The people have been so good to us here that I have decided to meet them half way and change my name. Absolutely no one can say Claire. I’ve lost count of the amount of times some kid has asked me my name, said ‘What?’ a few times, and then sort of said ‘ok’. They then whisper something to Michael to which the answer is always “Claire, CLAIRE”. For the first few days I was ‘Clink’, then ‘Ka’. I had settled on Claro for a while but was uncomfortable with that also being the word for ‘of course’. Today some kid said ‘Cara’ and I think I like that one best, it being the Irish for friend. So from now on I may be introducing myself as that.
The good people of 3 de Mayo finally seem to believe myself and Michael that we are not a married couple. Well, I think they thought it. Everything I say on this blog is a ‘guesstimate’ because we’re never entirely sure what’s going on. I made a shocking discovery last night as to how these rumours may have started. Every time we do something strenuous like cleaning the Casa (we do that twice a day) I like to turn to the person next to me and say “Soy casado”, just to show off my bit of Spanish. I’m almost certain that was what someone said to me one day whilst acting tired. So I presumed that’s what it meant. But someone felt the need to find out whether my parents are still married and asked if they are ‘casado’. When I came round my shocked daze I scrambled for my dictionary hoping she had just asked whether my parents are tired but doubted she would point at her wedding ring while asking that. When I reached the C section of my book I discovered that I had indeed been telling everyone for days that I’m married. I’d said it after cleaning, before bed and some random times when I’d run out of other Spanish words.

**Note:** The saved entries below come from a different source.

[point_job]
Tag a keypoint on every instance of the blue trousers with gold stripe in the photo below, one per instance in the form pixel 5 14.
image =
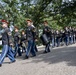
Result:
pixel 6 51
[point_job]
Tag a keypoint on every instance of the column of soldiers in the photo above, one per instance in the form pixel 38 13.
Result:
pixel 26 41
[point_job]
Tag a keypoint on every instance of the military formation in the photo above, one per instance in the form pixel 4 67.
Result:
pixel 15 44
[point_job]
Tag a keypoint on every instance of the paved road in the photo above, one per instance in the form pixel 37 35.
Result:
pixel 60 61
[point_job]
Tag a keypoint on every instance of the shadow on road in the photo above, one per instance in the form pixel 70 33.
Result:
pixel 67 54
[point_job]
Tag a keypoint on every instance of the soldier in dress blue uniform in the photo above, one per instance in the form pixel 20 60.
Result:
pixel 30 38
pixel 58 38
pixel 6 43
pixel 66 35
pixel 35 36
pixel 23 41
pixel 53 38
pixel 17 38
pixel 47 32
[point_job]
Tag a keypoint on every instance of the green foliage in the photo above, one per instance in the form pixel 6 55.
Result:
pixel 57 13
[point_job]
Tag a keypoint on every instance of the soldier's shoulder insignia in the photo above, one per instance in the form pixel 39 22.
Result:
pixel 9 33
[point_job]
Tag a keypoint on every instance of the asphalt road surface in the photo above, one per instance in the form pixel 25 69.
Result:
pixel 60 61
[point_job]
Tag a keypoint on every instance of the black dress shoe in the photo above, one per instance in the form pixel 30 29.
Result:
pixel 0 65
pixel 45 52
pixel 12 62
pixel 26 57
pixel 49 51
pixel 33 55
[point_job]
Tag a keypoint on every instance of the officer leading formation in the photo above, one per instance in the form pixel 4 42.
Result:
pixel 16 44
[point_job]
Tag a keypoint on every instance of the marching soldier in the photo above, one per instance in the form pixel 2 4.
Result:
pixel 6 42
pixel 58 38
pixel 23 41
pixel 17 38
pixel 35 36
pixel 53 38
pixel 30 38
pixel 66 36
pixel 47 32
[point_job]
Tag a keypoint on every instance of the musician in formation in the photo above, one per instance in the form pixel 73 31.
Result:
pixel 18 42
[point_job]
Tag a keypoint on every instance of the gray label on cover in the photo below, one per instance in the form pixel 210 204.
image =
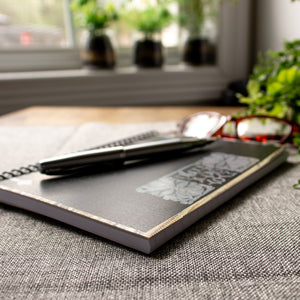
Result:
pixel 192 182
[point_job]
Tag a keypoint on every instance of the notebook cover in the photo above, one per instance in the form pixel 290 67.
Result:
pixel 143 205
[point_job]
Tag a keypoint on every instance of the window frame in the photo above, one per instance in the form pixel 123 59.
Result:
pixel 66 83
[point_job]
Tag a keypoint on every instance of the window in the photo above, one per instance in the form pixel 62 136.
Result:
pixel 173 84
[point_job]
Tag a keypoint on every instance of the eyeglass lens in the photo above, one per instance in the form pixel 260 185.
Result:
pixel 263 129
pixel 202 125
pixel 254 128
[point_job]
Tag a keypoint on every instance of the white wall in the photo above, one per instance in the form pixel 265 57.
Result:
pixel 276 21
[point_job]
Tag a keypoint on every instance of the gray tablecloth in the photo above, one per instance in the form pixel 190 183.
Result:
pixel 246 249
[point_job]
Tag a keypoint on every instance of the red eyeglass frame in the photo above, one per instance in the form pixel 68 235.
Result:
pixel 218 131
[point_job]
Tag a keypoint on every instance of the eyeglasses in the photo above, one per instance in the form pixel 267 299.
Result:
pixel 256 128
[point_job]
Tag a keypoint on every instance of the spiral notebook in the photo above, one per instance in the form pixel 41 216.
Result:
pixel 144 204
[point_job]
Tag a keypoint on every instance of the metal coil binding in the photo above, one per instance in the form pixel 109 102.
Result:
pixel 122 142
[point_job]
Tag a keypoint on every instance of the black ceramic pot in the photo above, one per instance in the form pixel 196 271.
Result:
pixel 199 52
pixel 99 53
pixel 148 54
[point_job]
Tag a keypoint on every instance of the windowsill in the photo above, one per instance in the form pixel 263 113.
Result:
pixel 85 72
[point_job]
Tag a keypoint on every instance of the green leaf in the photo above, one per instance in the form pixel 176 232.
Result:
pixel 253 88
pixel 287 76
pixel 274 88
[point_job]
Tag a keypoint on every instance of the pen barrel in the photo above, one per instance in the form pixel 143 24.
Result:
pixel 160 148
pixel 70 163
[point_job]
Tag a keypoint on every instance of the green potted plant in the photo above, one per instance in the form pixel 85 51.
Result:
pixel 274 86
pixel 198 49
pixel 149 20
pixel 95 16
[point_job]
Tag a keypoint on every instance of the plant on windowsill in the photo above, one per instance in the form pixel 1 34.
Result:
pixel 193 14
pixel 150 20
pixel 95 17
pixel 274 87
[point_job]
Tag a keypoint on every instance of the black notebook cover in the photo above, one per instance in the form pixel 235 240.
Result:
pixel 143 205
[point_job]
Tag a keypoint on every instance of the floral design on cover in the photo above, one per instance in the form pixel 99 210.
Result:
pixel 196 180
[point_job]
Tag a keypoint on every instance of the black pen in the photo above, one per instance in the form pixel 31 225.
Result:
pixel 79 161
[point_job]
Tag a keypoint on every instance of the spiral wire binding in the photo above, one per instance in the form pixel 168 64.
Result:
pixel 122 142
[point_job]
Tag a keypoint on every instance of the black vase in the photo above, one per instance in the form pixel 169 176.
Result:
pixel 148 54
pixel 99 53
pixel 199 52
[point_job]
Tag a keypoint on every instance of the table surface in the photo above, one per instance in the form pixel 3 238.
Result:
pixel 45 115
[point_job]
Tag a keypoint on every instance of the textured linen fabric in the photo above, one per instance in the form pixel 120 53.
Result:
pixel 246 249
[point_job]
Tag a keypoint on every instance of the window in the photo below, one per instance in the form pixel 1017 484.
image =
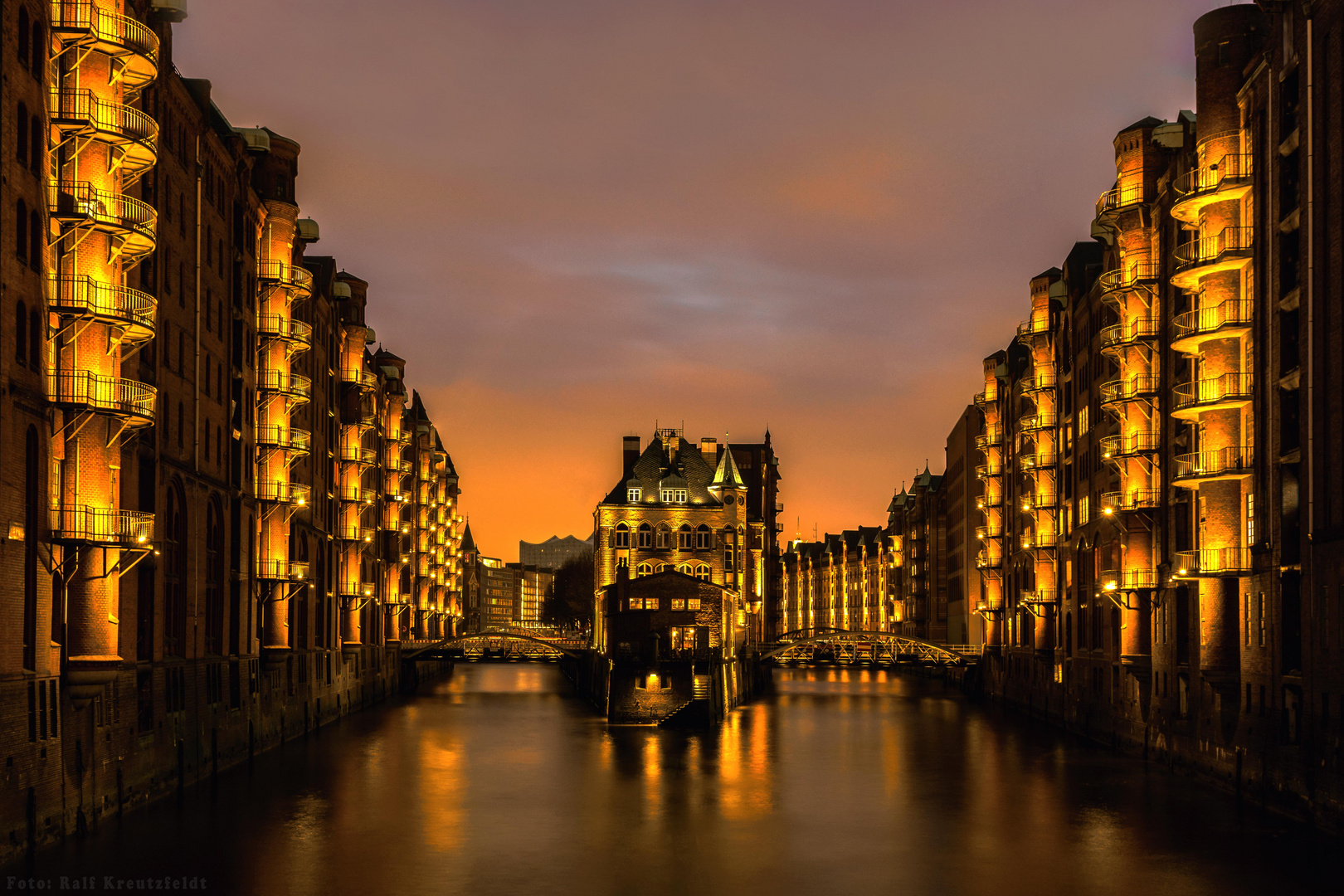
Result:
pixel 1250 519
pixel 684 538
pixel 21 149
pixel 21 334
pixel 21 230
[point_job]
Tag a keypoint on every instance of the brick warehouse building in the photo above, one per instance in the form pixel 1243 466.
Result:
pixel 1163 442
pixel 222 514
pixel 707 511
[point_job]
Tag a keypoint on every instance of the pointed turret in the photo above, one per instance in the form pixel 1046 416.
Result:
pixel 728 476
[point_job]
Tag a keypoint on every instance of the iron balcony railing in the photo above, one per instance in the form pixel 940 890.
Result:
pixel 1216 562
pixel 74 296
pixel 1213 391
pixel 1038 421
pixel 84 110
pixel 1040 500
pixel 283 383
pixel 134 46
pixel 1131 500
pixel 359 377
pixel 1127 579
pixel 1127 390
pixel 104 394
pixel 1210 249
pixel 1237 460
pixel 1129 332
pixel 101 525
pixel 357 455
pixel 1210 178
pixel 1032 327
pixel 1127 277
pixel 993 436
pixel 1040 382
pixel 281 570
pixel 286 328
pixel 1205 321
pixel 1038 461
pixel 292 277
pixel 284 437
pixel 1120 197
pixel 1131 444
pixel 283 492
pixel 80 203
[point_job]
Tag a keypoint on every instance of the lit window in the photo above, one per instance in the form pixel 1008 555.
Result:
pixel 704 538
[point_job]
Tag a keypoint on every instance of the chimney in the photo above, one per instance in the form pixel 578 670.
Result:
pixel 631 450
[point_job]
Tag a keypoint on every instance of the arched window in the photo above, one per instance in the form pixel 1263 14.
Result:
pixel 35 334
pixel 21 148
pixel 175 574
pixel 214 577
pixel 21 230
pixel 39 49
pixel 21 334
pixel 704 538
pixel 23 35
pixel 35 240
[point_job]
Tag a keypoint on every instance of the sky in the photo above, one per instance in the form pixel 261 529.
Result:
pixel 582 218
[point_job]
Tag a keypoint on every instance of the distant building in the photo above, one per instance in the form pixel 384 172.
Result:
pixel 533 586
pixel 553 553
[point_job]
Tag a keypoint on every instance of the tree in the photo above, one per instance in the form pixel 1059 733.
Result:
pixel 572 597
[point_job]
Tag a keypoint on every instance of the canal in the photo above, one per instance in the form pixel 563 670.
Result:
pixel 496 781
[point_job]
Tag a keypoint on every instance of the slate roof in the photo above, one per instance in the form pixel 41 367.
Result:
pixel 655 465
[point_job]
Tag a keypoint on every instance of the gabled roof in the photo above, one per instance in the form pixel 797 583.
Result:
pixel 655 466
pixel 728 476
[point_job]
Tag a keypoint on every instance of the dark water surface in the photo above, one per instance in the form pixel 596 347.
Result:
pixel 498 781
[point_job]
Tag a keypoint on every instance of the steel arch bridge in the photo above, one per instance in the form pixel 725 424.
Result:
pixel 494 638
pixel 877 646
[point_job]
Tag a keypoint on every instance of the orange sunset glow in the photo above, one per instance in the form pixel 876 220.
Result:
pixel 582 218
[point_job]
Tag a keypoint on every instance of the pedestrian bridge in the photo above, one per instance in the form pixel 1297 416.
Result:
pixel 504 642
pixel 880 648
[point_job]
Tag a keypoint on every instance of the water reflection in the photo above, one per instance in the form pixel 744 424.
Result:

It was almost as bad as the time I told my co-worker Betty that I drove a cooker. I’d been warned that if you get one letter wrong in a Spanish word it could mean something totally different. Cansado is tired and casado is married. I should probably be putting ‘a’ at the end because I’m female but that’s a bit beyond my current capabilities.

Tomorrow I will have to set the record straight and reassure the people of this town that I am infact single.